HCLS F2F Day 1 -- 8 Nov 2007

<jar> hello rrsagent, I was saying there are about 31 people here, and they are introducing themselves.

<jar> ha

<jar> restrictions on new logo are described on w3 web site

<jar> intros done. eric n is introducing agenda

<jar> eric n: what is hcls?

<jar> (i'm reporting on what's on his slide, not asking)

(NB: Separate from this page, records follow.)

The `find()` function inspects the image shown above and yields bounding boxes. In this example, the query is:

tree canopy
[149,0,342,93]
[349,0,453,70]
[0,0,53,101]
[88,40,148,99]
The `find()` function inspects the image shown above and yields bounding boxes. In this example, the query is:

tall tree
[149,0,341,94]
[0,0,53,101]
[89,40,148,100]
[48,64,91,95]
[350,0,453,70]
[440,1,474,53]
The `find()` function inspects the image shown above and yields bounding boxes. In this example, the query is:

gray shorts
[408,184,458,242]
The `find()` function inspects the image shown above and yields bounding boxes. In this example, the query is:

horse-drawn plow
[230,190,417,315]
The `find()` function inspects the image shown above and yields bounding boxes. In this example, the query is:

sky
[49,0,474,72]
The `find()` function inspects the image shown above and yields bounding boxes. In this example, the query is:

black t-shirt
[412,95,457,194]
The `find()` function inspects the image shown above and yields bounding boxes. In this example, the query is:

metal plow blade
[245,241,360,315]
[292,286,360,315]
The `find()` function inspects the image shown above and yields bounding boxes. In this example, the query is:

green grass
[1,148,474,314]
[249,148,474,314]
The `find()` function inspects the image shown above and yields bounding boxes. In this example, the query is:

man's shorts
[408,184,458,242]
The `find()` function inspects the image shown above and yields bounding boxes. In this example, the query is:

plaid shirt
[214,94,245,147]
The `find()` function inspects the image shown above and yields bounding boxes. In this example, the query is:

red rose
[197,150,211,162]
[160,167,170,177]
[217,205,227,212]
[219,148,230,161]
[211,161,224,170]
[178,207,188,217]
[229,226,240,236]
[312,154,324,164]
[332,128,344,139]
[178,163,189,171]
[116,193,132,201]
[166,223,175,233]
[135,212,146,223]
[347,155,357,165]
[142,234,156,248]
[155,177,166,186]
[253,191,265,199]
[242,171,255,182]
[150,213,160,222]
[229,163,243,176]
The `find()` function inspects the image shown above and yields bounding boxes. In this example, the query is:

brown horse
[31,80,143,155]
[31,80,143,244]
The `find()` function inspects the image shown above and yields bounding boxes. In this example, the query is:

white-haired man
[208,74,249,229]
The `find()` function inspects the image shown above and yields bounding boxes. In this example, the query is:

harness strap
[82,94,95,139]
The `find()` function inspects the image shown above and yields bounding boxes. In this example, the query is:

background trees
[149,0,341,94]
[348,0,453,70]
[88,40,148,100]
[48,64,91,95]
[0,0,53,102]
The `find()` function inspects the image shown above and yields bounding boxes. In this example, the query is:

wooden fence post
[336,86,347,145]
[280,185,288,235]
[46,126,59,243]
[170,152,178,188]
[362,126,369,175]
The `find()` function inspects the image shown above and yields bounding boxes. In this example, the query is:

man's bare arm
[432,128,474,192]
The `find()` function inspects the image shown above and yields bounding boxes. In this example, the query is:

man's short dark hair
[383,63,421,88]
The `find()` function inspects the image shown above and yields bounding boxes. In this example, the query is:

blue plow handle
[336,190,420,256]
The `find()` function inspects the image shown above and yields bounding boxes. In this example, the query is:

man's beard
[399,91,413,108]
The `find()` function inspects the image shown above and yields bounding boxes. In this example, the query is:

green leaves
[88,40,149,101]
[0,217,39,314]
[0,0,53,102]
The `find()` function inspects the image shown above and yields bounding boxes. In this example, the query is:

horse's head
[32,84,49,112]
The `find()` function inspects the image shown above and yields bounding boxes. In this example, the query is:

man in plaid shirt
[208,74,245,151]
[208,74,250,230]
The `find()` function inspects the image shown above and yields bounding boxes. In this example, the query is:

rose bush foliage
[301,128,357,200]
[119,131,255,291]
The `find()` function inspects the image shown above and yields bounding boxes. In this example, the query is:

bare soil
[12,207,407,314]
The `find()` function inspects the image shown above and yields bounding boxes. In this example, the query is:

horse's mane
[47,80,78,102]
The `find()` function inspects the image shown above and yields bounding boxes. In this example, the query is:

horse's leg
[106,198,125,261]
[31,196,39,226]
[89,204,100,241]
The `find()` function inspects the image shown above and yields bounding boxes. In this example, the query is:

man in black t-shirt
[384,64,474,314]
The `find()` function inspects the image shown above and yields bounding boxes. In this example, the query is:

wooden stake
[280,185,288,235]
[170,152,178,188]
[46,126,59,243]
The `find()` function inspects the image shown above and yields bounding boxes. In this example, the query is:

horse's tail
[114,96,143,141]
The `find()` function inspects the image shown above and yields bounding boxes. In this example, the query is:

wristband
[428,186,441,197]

<jar> i am self-appointed scribe, apparently

<Susie> The agenda for the meeting is at: http://esw.w3.org/topic/HCLS/F2F/2007/11/Agenda

<Susie> EricN introduces HCLS - http://www.w3.org/2001/sw/hcls/

<jar> excellent, thanks for the uris

<jar> or are they iris?

<Susie> There will be a HCLS Workshop at WWW 2008 in Beijing

<Karen> Invite RRSAgent

<jar> next issue of scientific american has semantic web theme with hcls article

<jar> karen, rrsagent is already on.

<jar> karen, I'm scribing

<Karen> thanks!

<zzz> scribe: jar

no writing anything down now because rrsagent has the url to erin n's powerpoint

i think scribing here on irc makes most sense. maybe we can trade off, should i continue now or do you want to continue?

<chimezie> i can continue here

<Karen> Please continue and let me know when you're tired

excellent, go ahead, let me know when you get tired.

<chimezie> alrighty

maybe you can paste in your previous notes or give a uri

<chimezie> Initial notes on ESW Wiki

<chimezie> TanyaH: Partners HC is a strong supporter of this W3C IG

<scribe> scribe: Karen

Next speaker: Tonya Hongsermeir

<chimezie> ... Most EHR lack knowledge (uner-nourished).

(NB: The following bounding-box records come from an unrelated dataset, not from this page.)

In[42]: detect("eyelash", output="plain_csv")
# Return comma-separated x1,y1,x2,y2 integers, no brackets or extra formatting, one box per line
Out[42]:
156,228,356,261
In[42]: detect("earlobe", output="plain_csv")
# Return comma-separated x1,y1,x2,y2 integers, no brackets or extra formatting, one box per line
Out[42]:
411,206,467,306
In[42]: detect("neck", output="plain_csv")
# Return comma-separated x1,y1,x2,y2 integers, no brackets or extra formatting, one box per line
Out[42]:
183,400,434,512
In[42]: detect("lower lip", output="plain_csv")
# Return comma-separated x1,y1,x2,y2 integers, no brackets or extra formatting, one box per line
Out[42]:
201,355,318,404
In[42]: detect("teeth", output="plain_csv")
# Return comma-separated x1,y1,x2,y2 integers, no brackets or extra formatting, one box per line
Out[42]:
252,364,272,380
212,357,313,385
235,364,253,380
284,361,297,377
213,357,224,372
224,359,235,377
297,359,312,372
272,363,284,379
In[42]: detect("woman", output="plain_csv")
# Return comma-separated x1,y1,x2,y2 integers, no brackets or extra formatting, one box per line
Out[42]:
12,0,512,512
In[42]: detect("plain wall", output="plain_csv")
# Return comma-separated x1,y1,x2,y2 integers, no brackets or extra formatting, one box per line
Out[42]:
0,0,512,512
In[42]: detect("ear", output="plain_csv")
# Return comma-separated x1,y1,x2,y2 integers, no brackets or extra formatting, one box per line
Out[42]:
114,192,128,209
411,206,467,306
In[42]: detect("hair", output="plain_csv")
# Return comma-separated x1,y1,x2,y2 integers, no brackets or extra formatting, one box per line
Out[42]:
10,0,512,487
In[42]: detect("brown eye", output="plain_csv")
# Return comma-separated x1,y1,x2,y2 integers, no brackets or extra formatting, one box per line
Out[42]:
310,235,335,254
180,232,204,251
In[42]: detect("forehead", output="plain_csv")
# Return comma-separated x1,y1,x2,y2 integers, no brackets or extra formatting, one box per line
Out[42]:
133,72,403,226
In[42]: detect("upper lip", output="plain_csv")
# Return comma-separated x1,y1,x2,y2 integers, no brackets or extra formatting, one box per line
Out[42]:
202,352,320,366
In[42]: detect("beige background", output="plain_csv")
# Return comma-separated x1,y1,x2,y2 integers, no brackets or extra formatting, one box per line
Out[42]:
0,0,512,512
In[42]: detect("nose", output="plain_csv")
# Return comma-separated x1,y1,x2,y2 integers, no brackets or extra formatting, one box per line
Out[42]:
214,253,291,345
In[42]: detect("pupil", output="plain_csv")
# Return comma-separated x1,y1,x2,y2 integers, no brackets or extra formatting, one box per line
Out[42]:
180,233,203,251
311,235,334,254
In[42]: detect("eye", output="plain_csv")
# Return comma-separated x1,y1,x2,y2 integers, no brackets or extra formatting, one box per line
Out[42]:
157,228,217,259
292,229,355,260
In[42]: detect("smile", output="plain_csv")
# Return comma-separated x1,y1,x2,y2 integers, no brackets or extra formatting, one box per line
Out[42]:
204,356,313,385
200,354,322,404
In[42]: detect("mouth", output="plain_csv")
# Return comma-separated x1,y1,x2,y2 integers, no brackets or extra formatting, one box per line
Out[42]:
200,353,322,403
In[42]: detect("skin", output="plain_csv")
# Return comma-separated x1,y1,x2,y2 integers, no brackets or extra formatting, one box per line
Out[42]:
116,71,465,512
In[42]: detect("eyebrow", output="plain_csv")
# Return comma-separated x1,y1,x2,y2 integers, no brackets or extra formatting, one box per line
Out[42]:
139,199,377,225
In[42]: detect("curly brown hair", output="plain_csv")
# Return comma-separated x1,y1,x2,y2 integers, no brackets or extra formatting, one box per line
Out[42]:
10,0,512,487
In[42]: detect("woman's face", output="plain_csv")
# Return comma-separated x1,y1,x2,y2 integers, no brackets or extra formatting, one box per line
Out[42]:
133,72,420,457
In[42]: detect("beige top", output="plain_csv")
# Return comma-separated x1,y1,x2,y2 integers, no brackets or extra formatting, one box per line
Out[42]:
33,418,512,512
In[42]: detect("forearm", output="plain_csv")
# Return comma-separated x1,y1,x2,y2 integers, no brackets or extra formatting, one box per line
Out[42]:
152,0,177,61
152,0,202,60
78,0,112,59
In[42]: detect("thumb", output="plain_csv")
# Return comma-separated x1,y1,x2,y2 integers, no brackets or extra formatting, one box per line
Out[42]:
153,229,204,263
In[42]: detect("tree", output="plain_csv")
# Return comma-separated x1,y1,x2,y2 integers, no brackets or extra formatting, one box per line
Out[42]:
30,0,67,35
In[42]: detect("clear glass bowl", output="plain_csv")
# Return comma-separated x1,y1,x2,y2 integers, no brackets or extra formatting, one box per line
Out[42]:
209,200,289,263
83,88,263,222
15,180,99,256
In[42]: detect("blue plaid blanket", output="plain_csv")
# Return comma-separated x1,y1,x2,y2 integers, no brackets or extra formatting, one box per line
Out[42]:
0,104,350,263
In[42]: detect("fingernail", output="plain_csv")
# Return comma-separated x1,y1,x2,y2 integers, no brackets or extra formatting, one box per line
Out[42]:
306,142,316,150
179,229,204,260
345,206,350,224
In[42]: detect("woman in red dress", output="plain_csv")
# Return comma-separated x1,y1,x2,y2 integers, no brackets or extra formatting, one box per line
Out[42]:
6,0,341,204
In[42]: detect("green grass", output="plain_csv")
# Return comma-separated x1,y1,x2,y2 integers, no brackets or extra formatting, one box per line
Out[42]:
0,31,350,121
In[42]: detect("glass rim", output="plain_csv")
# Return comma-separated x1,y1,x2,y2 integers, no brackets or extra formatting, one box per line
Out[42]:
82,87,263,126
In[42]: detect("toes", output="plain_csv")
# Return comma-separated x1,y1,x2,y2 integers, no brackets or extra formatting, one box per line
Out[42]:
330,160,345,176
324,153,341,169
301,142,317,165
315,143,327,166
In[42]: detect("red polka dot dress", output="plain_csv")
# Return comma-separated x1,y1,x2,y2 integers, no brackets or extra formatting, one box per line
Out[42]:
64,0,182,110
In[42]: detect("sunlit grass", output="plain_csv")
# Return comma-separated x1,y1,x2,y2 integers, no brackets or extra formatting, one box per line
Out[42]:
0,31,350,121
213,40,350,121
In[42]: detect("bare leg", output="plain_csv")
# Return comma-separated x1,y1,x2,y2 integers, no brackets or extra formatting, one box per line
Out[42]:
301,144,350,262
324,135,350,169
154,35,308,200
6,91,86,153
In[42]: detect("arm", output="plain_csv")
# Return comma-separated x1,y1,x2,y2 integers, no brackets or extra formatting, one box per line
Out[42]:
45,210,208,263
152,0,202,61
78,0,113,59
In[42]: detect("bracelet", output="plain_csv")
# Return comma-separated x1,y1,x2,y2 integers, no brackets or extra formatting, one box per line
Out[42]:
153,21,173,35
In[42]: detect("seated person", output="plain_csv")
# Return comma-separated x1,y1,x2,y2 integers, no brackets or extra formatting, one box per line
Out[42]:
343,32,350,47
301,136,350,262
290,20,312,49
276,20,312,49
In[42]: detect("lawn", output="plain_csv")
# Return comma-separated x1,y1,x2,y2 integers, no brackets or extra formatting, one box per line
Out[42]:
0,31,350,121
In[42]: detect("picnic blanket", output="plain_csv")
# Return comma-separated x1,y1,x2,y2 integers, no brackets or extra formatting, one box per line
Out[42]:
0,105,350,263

<jar> do we have a uri to karen's slides?

Don't know; I'll ask EriP when he returns

<chimezie> Tonya's slides

<jar> oops tonya

Partners legacy challenges; roadmap to leverage SW technologies; eager for tools and approaches

<zzz> scribe: chimezie

TonyaH: There is nothing today for solving dense problems for knowledge aquisition and maintainance
... we want to get rid / reduce of the vertical silos
... Content Management Servers (Documentum) are used for document management

<alanr> who just joined?

TanyaH: alot of ontology content is being handled / modeled as rules. The intersection and the tools that support the intersection are still not yet mature

Next Speaker: VipulK

VipulK: we are looking at the intersections between the biological / clinical spectrum and research / practice
... if there is one thing common across these it is the sharing of clinical observations

-> http://esw.w3.org/topic/HCLS/ClinicalObservationsInteroperability/November2007F2FAgenda.html?action=AttachFile&do=get&target=Vipul_F2F_Slides.ppt Vipul's slides

VipulK goes over blood pressure models in both DCM and SDTM

scribe: demonstrates how these models can be expressed in OWL

VipulK: patient data can be merged by making coherent connections between observations on the same patient

Question: was it difficult mapping terms and identifying criteria for definitions?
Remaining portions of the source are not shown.